What?” he says distractedly. “Do you like Blondie?”

 

Yeah. I like Blondie.”

 

What’d you say?” He’s fiddling with the record sleeve.

 

I asked if I was crashing any other plans. It’s a Saturday. I don’t know, don’t you want to be at a party, or… I don’t know.”

 

He frowns at her over his shoulder and she sinks down in her chair, eyes fixed on the peeling edge of the beer label. “Rob,” he says, “you do know that I like you? Don’t you? You’re my best friend.”

 

She swallows, eyes jolting up from her beer not of her own volition.
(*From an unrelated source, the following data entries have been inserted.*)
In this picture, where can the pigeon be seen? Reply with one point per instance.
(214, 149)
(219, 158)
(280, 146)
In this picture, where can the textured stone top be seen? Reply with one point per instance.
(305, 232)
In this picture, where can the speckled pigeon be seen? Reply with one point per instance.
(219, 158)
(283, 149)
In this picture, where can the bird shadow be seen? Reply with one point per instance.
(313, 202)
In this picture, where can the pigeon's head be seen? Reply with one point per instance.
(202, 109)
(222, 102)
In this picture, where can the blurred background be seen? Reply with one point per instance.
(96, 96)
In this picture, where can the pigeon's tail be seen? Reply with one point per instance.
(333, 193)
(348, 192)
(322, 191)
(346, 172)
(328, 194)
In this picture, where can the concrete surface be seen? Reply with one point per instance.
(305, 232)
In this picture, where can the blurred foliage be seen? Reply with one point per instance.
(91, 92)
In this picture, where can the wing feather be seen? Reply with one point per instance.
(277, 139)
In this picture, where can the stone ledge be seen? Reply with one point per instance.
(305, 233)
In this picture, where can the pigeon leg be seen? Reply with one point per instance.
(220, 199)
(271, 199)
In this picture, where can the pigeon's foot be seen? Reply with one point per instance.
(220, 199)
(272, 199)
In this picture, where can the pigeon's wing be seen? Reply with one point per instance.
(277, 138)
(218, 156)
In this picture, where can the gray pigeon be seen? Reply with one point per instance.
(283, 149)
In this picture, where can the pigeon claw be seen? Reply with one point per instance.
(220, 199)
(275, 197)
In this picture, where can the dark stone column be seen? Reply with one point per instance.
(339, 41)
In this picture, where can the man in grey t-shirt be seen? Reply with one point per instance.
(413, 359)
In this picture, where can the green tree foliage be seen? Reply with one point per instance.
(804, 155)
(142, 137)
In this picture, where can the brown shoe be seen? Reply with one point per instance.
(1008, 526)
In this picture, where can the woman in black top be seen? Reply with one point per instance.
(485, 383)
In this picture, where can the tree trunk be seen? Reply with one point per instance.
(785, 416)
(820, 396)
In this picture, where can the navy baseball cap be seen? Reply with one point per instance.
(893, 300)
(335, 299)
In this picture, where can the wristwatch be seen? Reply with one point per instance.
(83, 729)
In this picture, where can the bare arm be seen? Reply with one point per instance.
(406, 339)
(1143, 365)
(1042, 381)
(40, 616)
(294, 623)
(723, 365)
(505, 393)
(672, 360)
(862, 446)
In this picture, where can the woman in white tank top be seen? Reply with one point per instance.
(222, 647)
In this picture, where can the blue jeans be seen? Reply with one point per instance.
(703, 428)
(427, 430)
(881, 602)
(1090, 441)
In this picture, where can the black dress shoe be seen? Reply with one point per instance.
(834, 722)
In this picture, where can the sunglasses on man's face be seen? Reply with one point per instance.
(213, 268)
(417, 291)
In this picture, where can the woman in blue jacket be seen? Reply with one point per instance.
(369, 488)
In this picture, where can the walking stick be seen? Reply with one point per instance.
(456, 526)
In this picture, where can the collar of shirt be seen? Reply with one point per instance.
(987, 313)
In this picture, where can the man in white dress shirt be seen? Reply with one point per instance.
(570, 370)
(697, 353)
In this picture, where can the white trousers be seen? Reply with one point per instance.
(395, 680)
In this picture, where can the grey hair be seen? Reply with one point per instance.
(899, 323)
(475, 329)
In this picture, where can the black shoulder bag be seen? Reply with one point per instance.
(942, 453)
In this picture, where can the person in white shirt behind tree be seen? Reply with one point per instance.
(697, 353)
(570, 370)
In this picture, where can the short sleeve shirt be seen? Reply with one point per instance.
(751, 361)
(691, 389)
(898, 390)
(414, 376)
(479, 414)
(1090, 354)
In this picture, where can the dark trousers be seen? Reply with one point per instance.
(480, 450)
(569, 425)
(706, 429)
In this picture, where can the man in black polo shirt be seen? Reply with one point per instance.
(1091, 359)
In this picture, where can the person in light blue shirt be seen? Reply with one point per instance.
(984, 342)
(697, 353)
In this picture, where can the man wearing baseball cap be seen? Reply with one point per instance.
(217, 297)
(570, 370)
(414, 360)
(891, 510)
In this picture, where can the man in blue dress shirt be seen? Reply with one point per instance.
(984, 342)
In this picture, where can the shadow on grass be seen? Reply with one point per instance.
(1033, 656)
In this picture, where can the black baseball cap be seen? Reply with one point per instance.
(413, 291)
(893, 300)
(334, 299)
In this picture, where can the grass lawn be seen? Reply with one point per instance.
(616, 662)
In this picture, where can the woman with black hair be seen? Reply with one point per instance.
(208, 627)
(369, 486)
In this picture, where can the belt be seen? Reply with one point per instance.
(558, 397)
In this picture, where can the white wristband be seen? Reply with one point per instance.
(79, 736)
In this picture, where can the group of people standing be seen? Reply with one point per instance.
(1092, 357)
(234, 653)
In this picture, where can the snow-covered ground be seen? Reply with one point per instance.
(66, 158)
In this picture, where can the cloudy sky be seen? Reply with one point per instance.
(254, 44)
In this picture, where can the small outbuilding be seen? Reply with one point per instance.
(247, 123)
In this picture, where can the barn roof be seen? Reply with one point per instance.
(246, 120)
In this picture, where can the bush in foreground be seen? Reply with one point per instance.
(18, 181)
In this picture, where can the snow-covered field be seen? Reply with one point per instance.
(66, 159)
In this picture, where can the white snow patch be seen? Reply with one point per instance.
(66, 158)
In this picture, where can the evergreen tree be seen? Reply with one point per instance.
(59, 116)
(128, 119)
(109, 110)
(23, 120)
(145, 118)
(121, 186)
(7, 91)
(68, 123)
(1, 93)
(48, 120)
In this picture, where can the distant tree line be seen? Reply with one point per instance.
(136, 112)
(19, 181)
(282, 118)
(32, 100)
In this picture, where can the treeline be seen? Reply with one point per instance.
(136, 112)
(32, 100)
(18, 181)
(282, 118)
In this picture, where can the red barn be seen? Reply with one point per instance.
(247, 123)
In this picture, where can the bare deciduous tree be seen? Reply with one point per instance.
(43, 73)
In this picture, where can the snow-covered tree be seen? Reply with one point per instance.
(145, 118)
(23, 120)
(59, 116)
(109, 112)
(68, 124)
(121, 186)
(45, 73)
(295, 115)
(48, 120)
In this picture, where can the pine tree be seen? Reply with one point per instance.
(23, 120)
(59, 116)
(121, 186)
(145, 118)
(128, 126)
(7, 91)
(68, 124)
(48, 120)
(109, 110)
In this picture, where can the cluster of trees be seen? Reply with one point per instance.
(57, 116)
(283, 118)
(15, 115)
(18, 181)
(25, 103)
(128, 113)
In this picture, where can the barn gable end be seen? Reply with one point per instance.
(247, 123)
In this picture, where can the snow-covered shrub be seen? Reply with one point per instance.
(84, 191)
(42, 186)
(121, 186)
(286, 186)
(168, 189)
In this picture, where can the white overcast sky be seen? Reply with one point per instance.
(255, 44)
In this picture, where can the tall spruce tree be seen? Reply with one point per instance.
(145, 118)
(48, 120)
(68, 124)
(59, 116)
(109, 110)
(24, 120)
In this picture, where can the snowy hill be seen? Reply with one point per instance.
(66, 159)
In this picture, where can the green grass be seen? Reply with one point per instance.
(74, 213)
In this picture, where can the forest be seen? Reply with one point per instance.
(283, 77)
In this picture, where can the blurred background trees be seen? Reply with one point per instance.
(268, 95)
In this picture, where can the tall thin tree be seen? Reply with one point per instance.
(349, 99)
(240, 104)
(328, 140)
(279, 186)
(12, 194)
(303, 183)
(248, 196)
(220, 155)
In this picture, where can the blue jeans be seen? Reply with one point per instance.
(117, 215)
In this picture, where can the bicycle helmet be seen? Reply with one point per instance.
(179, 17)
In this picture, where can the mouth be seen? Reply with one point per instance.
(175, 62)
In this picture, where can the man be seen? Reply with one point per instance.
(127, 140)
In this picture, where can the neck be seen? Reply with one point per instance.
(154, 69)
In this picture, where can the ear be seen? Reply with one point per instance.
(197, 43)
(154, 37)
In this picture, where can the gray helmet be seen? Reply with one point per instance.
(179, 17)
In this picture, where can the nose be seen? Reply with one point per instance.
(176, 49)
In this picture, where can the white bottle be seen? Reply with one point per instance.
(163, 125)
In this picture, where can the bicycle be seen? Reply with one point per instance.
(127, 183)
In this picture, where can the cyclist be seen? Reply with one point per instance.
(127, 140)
She’s never had a — She’s never — It hurts so much, to love Steve Harrington, that sometimes it feels like — But sometimes it’s so easy she feels — She can’t…

 

I know you probably have other, better friends,” he’s rambling, “and you don’t have to — I get that I’m not your best friend, but you’re mine. I like. Have no friends. So. I guess you’re my only option.” He’s putting the Blondie record on the player and laughing nervously. God, she just — “I like Blondie, too.”

 

I love you,” she tells him, hardly even thinking about it before she opens her mouth. It’s so easy. Sometimes it hurts, when she sees the way he turns back to her and looks surprised and confused. “Jesus, Steve. Of course you’re my best friend.”

 

Right.” He blinks.

 

You’re such an idiot.”

 

I love you, too.” His eyes are very serious, for a moment, and then he drops the needle carefully down, turning away from her. Dreaming starts to play.

 

She takes a quick swig from her bottle. “Good.”

 

She’s probably loved him ever since she stayed up in that elevator and watched him watch the kids sleeping. She’s probably loved him since a bathroom floor and the sound of his bad singing. She’s been in danger of it ever since she walked into Scoops Ahoy on her first day and he hadn’t given her any shit, hadn’t said a word about the way she looked in a sailor’s outfit, had only told her to expect some “annoying little shits” who might come in to laugh at him for his own uniform. She’s definitely loved him, she thinks, since she heard him laugh and wanted to hear it again, and again, and again.

 

Dance with me?” He’s holding out his hand to her.

 

She puts down her bottle, shaking her head, and lets him pull her up for a dance.